Lai: When you start talking about long-term sustainability, people start getting uncomfortable because what is long-term? It used to be 20 years. Then, it was 10. Now some people say a long-term plan is just two years.

But I think the point is that you have to have your eye on today, but somebody also has to be looking over the horizon.

Emotional Leadership: Herding Humans

Appian: We’re almost out of time but before you go, I want to come back to something you mentioned earlier in the conversation. You talked about leadership and emotional steadiness and the challenge of navigating emotions in the C-Suite. I want to come back to why you put so much importance on that.

Lai: Well, we know that if you manage your emotions well, you’re going to be able to show up as a more consistent presence in the organization. And the more consistent you are, the more authentic you can be. That means you’re going to be perceived as stronger and more confident. We know all of that is true.

But I think the biggest thing to remember is that as a leader of an organization, we tend to think that we’re managing a business but we’re managing humans.

And humans are emotional beings by nature. And, so I think you have to be self-aware enough to acknowledge and navigate your own emotions, but also be very aware of (the emotions of) the people around you.

That kind of (emotional) steadiness translates out into the organization and starts to feed on itself.

Appian: Finally, what are your expectations for 2019 and beyond in terms of big trends that are on your radar as it relates to organizational transformation?

Lai: Well, I think the first trend is that every organization is going to have to transform to some degree. And, so, if we can acknowledge that transformation is going to be happening in every organization to some degree, it begs the question: How do you navigate that?

And, so I think perhaps the biggest and most significant trend you’re going to see is what I also consider the hardest to navigate: And that is balancing this more inquisitive, collaborative, strategic process—that zigzag I talked about earlier–tapping into that collective genius of the whole organization and balancing that with a need for speed.

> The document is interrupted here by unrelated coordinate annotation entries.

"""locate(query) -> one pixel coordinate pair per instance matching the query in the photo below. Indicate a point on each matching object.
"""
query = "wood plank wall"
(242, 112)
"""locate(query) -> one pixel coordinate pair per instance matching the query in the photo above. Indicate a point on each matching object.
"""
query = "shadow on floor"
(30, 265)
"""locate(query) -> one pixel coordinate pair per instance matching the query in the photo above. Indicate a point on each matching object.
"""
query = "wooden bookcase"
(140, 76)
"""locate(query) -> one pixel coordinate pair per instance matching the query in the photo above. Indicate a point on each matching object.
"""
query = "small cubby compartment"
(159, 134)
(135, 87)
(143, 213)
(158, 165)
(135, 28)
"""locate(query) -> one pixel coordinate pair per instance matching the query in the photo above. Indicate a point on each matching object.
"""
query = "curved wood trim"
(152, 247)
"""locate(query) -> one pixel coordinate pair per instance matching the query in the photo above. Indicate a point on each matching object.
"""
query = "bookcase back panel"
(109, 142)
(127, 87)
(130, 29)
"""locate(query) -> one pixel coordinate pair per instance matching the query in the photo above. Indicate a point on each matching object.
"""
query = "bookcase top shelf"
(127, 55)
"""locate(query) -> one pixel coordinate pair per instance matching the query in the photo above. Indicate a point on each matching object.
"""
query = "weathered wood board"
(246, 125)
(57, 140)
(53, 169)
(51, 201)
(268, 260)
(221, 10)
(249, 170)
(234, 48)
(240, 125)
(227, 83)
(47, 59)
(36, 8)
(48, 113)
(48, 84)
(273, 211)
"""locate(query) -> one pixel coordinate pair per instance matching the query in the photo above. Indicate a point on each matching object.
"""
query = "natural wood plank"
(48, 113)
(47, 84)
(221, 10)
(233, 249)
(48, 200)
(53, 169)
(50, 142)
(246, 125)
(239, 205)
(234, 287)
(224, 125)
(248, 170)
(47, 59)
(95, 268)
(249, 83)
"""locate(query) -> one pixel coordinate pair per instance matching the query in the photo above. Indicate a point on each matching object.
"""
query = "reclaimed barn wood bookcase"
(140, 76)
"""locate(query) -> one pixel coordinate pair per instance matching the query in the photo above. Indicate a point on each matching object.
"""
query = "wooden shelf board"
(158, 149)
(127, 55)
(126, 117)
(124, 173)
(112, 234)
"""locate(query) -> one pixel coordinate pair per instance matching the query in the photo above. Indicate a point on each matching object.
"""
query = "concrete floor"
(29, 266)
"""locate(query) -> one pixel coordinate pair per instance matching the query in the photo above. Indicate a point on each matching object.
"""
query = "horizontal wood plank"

Balancing Risk and the Need for Speed

Appian: Which brings us back to the notion of getting more people involved in the strategy development process while also moving faster.

Lai:

Like I said, this is the hardest (challenge) to navigate but I think it’s game-changing and I think it’s going to be essential moving forward.

Every organization is going to have to make it work within the constraints of their size and structure. But I think challenging those very foundations is going to be at the heart of success for organizations over the next five years or so.

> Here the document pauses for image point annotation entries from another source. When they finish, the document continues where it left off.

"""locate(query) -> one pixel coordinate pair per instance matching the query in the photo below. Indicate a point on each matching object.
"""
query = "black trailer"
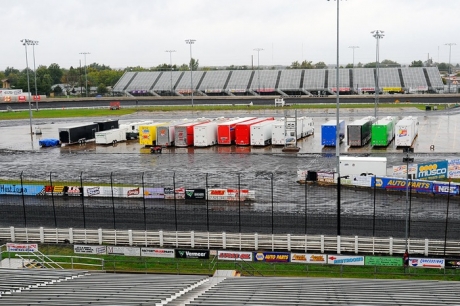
(359, 132)
(78, 133)
(107, 125)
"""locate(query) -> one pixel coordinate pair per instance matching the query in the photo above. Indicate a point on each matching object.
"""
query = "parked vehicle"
(383, 131)
(78, 133)
(226, 130)
(359, 131)
(110, 136)
(328, 132)
(405, 131)
(184, 133)
(261, 133)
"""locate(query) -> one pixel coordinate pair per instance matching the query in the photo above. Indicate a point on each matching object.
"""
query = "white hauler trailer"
(261, 133)
(111, 136)
(132, 128)
(363, 166)
(205, 134)
(278, 133)
(405, 131)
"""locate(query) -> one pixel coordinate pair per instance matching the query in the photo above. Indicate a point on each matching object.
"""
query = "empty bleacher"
(279, 81)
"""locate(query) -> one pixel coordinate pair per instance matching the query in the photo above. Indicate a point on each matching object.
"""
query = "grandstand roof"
(301, 81)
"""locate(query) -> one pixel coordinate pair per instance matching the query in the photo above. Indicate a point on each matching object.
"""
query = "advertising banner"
(127, 251)
(21, 247)
(345, 260)
(452, 263)
(154, 252)
(400, 184)
(154, 193)
(15, 189)
(195, 194)
(432, 170)
(308, 258)
(89, 249)
(383, 261)
(272, 256)
(426, 262)
(453, 168)
(179, 193)
(230, 255)
(200, 254)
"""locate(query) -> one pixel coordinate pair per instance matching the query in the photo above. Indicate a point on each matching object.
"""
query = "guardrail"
(234, 241)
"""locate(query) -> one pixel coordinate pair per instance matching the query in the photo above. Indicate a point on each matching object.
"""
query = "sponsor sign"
(400, 184)
(21, 247)
(127, 251)
(345, 260)
(325, 177)
(154, 193)
(89, 249)
(229, 255)
(382, 261)
(179, 193)
(427, 262)
(195, 194)
(272, 256)
(308, 258)
(14, 189)
(453, 168)
(154, 252)
(452, 263)
(432, 170)
(200, 254)
(445, 188)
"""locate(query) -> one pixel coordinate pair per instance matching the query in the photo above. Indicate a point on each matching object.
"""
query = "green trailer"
(383, 131)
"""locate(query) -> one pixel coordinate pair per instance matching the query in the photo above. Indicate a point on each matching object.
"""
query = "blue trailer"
(328, 132)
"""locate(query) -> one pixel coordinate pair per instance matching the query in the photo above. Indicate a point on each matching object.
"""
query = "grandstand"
(304, 82)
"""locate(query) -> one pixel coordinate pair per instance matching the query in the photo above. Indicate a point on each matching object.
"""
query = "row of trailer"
(379, 133)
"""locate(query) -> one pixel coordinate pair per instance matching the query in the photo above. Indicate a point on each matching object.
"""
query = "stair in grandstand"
(129, 82)
(401, 79)
(427, 78)
(228, 80)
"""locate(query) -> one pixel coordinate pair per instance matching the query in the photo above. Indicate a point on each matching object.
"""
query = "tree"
(416, 64)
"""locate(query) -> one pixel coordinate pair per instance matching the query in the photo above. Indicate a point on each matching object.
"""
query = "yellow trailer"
(148, 133)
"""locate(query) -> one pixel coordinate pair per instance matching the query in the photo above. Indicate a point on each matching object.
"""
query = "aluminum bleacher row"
(278, 82)
(61, 287)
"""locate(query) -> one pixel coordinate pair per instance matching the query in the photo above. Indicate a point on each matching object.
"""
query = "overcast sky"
(121, 33)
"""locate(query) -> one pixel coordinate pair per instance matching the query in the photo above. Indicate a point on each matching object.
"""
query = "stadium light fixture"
(450, 69)
(378, 34)
(26, 42)
(354, 47)
(170, 64)
(258, 64)
(191, 42)
(33, 43)
(86, 75)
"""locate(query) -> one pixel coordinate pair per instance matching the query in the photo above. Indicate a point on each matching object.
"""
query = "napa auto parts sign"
(345, 260)
(427, 262)
(229, 255)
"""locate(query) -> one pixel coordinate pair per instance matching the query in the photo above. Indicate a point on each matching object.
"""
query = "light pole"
(353, 47)
(258, 64)
(26, 42)
(33, 43)
(191, 42)
(378, 34)
(449, 71)
(170, 64)
(86, 75)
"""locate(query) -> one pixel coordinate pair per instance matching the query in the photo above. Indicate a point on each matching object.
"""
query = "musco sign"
(200, 254)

And I mentioned earlier that the side effect of moving more quickly is risk. And, so, I think the third trend to watch is how we manage risk more aggressively in the organization.

Appian: What’s your advice for doing that while operating at digital speed?

Lai:

When we’re moving fast, we have to be smart about our experimentation and feedback loops and pivoting. All of these things coming together involves tough decisions that organizations have to make.

But if you don’t have conversations about it, if you don’t decide how you’re going to do that well, I think you’re already behind the eight ball.